Senin, 21 Februari 2011

Produsen Tempe Kesulitan Sesuaikan harga Jual

Produsen tempe di Kabupaten Sleman, Daerah Istimewa Yogyakarta, kesulitan menyesuaikan harga jual setelah ada kenaikan harga kedelai di pasaran.

"Bahan baku tempe berupa kedelai, harganya sejak beberapa waktu lalu naik cukup tinggi, namun kami tidak mungkin kemudian langsung menaikkan harga jual tempe, selain karena ketatnya persaingan di pasaran, juga karena mayoritas konsumen adalah kalangan menengah ke bawah," kata pemilik industri rumah tangga `Tempe Murni HM Buchori` Ponidi, di Sleman, Jumat.



Menurut dia, kenaikan harga kedelai terjadi sejak sepekan terakhir. "Sebelumnya harga kedelai sekitar Rp5.200 per kilogram, namun saat ini dari suplier harganya naik menjadi Rp6.400 per kilogram, untuk kedelai kualitas bagus," katanya.

Ia mengatakan industri rumah tangga yang memproduksi tempe miliknya di Dusun Ngangkrik, Desa Triharjo, Kecamatan Sleman ini, dalam sehari menghabiskan sekitar 2,5 kwintal kedelai.

"Kenaikan harga kedelai sejak sepekan terakhir langsung berdampak pada usaha saya ini, dan dalam satu tahun terakhir harga kedelai sering naik," katanya.

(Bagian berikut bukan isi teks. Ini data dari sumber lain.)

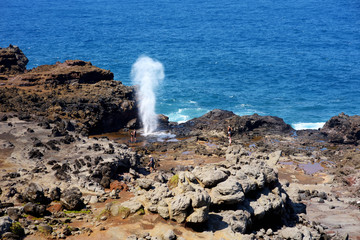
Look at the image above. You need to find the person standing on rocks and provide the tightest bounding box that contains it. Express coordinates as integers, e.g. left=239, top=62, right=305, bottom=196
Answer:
left=130, top=129, right=137, bottom=143
left=227, top=125, right=232, bottom=145
left=133, top=129, right=137, bottom=143
left=148, top=155, right=156, bottom=172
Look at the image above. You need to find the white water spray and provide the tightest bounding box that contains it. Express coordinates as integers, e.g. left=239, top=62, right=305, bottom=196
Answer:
left=131, top=56, right=164, bottom=135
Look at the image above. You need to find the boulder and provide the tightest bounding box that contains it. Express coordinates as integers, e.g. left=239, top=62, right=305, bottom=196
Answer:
left=6, top=208, right=21, bottom=221
left=210, top=176, right=245, bottom=205
left=192, top=166, right=228, bottom=188
left=137, top=179, right=154, bottom=190
left=49, top=187, right=61, bottom=201
left=23, top=203, right=46, bottom=217
left=172, top=109, right=293, bottom=137
left=0, top=45, right=28, bottom=77
left=321, top=113, right=360, bottom=144
left=169, top=194, right=191, bottom=223
left=0, top=216, right=13, bottom=238
left=186, top=206, right=209, bottom=223
left=188, top=189, right=211, bottom=208
left=23, top=183, right=46, bottom=203
left=224, top=210, right=252, bottom=234
left=60, top=187, right=84, bottom=210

Sampai sekarang sudah empat kali harga kedelai naik, sehingga sangat berpengaruh terhadap usaha mikro, kecil dan menengah (UMKM) perajin tempe, dan bahkan sudah puluhan perajin berhenti berproduksi.

"Mayoritas produsen tempe tidak berani menaikkan harga jual, karena khawatir para pelanggan akan lari ke produsen lain. Saya sudah 25 tahun membuat tempe, dan setiap harga kedelai naik, saya takut menaikkan harga tempe. Risikonya besar untuk menjaga pelanggan," katanya.

Ponidi mengatakan harga tempe produksinya selama ini dijual antara Rp1.500 hingga Rp3.000 per biji tergantung besar kecilnya tempe.

"Saat ini yang bisa saya lakukan hanya mengurangi takaran kedelai dalam setiap jenis tempe produksinya, karena jika tidak dikurangi, nanti ruginya besar. Tetapi pengurangannya hanya sedikit," katanya.

Ia mengatakan karena selama ini dirinya menggunakan kedelai kualitas paling bagus, maka meskipun dikurangi takaran kedelainya, hasilnya tetap kencang, pekat, dan putih merata.

"Saya juga tidak tahu penyebab kenaikan harga kedelai, karena dari pemasok tidak memberikan informasi yang jelas. Namun saya tetap bersyukur karena lonjakan harganya bertahap, sedikit demi sedikit. Kalau harga kedelai langsung melonjak tinggi, itu baru bisa berdampak besar bagi para produsen tempe," katanya.